For instance, as the Covid-19 lockdown set in, one of the first things states did was to to block trucks carrying cargoes, setting off massive shortages of goods across the country. The home ministry had to issue advisories several times to clear up the confusion. “The bottleneck could have been easily avoided with a telephone call”, said another former officer. But few officers in any state looked at the issue past their immediate departmental role. They essentially followed the silo-based approach encouraged by their superiors. 

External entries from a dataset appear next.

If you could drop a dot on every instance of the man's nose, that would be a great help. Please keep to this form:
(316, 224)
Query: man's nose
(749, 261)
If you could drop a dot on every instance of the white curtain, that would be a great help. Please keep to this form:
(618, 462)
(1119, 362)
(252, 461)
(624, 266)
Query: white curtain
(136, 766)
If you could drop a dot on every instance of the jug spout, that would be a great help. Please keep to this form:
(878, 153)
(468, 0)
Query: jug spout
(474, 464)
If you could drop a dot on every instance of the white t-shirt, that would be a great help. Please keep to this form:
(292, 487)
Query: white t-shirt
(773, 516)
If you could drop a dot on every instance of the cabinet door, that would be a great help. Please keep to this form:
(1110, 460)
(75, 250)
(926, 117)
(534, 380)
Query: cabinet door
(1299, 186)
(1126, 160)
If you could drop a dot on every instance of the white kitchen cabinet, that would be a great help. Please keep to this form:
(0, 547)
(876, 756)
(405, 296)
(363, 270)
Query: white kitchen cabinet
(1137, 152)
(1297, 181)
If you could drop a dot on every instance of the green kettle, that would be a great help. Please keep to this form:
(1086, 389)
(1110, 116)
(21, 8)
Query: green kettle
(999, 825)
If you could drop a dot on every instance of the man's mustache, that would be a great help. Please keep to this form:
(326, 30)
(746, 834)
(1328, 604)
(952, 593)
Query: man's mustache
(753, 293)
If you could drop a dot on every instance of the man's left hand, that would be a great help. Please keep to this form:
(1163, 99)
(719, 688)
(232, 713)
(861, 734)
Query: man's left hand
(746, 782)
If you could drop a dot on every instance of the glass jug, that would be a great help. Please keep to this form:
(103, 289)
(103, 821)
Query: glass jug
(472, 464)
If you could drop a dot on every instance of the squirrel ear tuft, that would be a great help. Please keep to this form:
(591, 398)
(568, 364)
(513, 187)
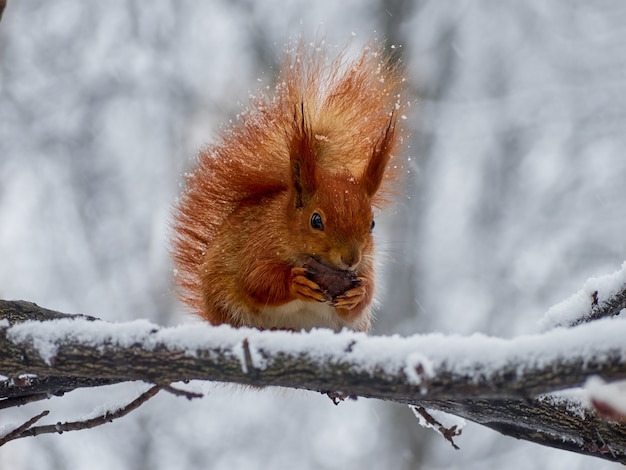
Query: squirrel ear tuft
(302, 158)
(375, 170)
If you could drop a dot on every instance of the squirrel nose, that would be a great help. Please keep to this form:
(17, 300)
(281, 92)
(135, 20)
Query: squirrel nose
(351, 257)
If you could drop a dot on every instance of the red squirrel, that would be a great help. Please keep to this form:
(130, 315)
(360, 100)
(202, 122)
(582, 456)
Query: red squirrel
(274, 229)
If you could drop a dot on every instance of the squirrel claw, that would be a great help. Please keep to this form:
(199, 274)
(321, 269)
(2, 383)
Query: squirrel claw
(305, 289)
(351, 298)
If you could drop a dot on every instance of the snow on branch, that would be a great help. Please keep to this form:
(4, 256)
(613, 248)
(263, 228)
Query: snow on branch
(600, 297)
(489, 380)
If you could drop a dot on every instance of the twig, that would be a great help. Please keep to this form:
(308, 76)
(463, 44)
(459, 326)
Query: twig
(181, 393)
(447, 433)
(19, 401)
(26, 430)
(610, 307)
(19, 431)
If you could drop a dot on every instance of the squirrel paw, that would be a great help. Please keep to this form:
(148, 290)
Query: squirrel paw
(353, 297)
(305, 289)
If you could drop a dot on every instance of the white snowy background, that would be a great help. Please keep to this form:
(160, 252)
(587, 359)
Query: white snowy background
(516, 195)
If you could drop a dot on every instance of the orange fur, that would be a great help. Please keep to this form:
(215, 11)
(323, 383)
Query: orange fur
(323, 144)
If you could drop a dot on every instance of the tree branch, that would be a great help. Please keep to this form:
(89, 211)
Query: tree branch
(488, 380)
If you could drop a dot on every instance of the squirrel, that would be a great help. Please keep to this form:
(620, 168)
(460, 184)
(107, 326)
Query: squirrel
(274, 228)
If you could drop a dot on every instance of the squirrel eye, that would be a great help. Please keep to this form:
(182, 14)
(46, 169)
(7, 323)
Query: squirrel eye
(316, 221)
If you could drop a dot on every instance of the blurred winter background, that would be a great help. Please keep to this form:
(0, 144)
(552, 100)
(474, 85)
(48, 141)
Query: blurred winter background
(516, 195)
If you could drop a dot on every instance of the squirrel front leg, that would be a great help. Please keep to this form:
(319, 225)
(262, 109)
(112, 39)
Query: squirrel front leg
(351, 303)
(276, 283)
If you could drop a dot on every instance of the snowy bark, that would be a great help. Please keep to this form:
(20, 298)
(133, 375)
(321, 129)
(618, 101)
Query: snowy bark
(492, 381)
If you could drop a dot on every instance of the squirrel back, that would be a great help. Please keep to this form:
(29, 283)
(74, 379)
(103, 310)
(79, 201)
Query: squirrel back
(274, 227)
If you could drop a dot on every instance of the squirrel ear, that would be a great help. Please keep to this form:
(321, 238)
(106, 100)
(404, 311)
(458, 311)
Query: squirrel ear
(373, 175)
(302, 159)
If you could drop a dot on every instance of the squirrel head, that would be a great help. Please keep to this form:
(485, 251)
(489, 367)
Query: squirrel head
(332, 210)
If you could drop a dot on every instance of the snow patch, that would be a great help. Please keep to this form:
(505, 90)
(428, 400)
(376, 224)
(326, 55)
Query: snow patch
(580, 305)
(418, 370)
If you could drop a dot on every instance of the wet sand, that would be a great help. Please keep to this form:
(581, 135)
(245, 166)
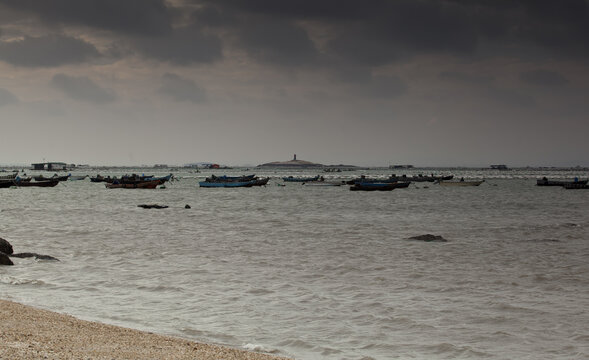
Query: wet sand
(30, 333)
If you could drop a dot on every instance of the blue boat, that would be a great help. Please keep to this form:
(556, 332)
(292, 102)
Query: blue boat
(297, 179)
(162, 179)
(249, 183)
(372, 186)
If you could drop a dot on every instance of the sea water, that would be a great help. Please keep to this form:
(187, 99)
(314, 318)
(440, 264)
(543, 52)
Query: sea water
(316, 272)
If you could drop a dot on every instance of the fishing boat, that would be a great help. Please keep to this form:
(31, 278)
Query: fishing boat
(42, 183)
(300, 179)
(462, 182)
(261, 181)
(9, 177)
(229, 184)
(78, 177)
(372, 186)
(546, 182)
(135, 185)
(323, 183)
(577, 185)
(54, 177)
(161, 179)
(6, 183)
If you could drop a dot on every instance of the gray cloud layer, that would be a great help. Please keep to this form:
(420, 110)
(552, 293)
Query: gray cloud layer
(82, 89)
(306, 73)
(47, 51)
(7, 98)
(371, 33)
(181, 89)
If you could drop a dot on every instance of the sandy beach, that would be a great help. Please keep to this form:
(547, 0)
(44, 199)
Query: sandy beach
(30, 333)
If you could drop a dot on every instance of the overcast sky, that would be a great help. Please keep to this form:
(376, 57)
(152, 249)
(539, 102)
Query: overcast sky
(370, 83)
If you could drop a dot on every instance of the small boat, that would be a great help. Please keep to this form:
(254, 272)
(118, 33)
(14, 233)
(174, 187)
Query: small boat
(231, 184)
(43, 183)
(162, 179)
(546, 182)
(81, 177)
(54, 177)
(372, 186)
(135, 185)
(577, 185)
(9, 177)
(300, 179)
(462, 182)
(6, 183)
(261, 181)
(323, 183)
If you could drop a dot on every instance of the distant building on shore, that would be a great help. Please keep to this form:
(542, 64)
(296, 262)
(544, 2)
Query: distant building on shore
(294, 163)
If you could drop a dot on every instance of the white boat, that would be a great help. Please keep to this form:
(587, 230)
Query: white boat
(461, 183)
(72, 177)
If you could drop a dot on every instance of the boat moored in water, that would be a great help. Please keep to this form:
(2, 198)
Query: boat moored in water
(546, 182)
(462, 182)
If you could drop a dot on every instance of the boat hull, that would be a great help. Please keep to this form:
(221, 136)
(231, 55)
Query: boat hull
(372, 187)
(138, 185)
(229, 184)
(461, 183)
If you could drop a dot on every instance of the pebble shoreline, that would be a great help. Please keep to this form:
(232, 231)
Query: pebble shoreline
(30, 333)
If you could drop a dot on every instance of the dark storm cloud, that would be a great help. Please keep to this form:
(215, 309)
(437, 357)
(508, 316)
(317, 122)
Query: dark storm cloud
(386, 87)
(183, 46)
(278, 42)
(7, 98)
(181, 89)
(47, 51)
(543, 77)
(150, 17)
(82, 89)
(465, 78)
(381, 32)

Of the three key digital platforms launched in the past few years,  e-Office Project was set up under the National e-governance Plan (NeGP) to ensure a transparent and efficient inter- and intra-government processes. Essentially it meant files could travel across ministries without the peons carrying them across corridors. The ministry of information technology, which steers all digital programmes, has an online dashboard of how many users have signed on to each of them. There is no mention of e-Office among the 20 programmes it runs, ranging from Aadhaar to e-procurement. Hardly any ministries have actually signed on to the e-Office platform. 

But now the Covid-19 crisis does seem to be forcing changes, at least at the senior levels. Confined to homes, many ministries have now been forced to offer the suite to their officers to use. It has massive significance. Files from one department can be quickly inspected by another one, as has happened in the case of the empowered group of ministers.  

Dasgupta says he is hopeful the changes will stay. Some of the other initiatives like bringing in of officers at the senior level—ten joint secretaries in economic ministries came in through the lateral route in 2018 have had a demonstration effect. “The Covid-19 outbreak makes a backslide, difficult,” he says.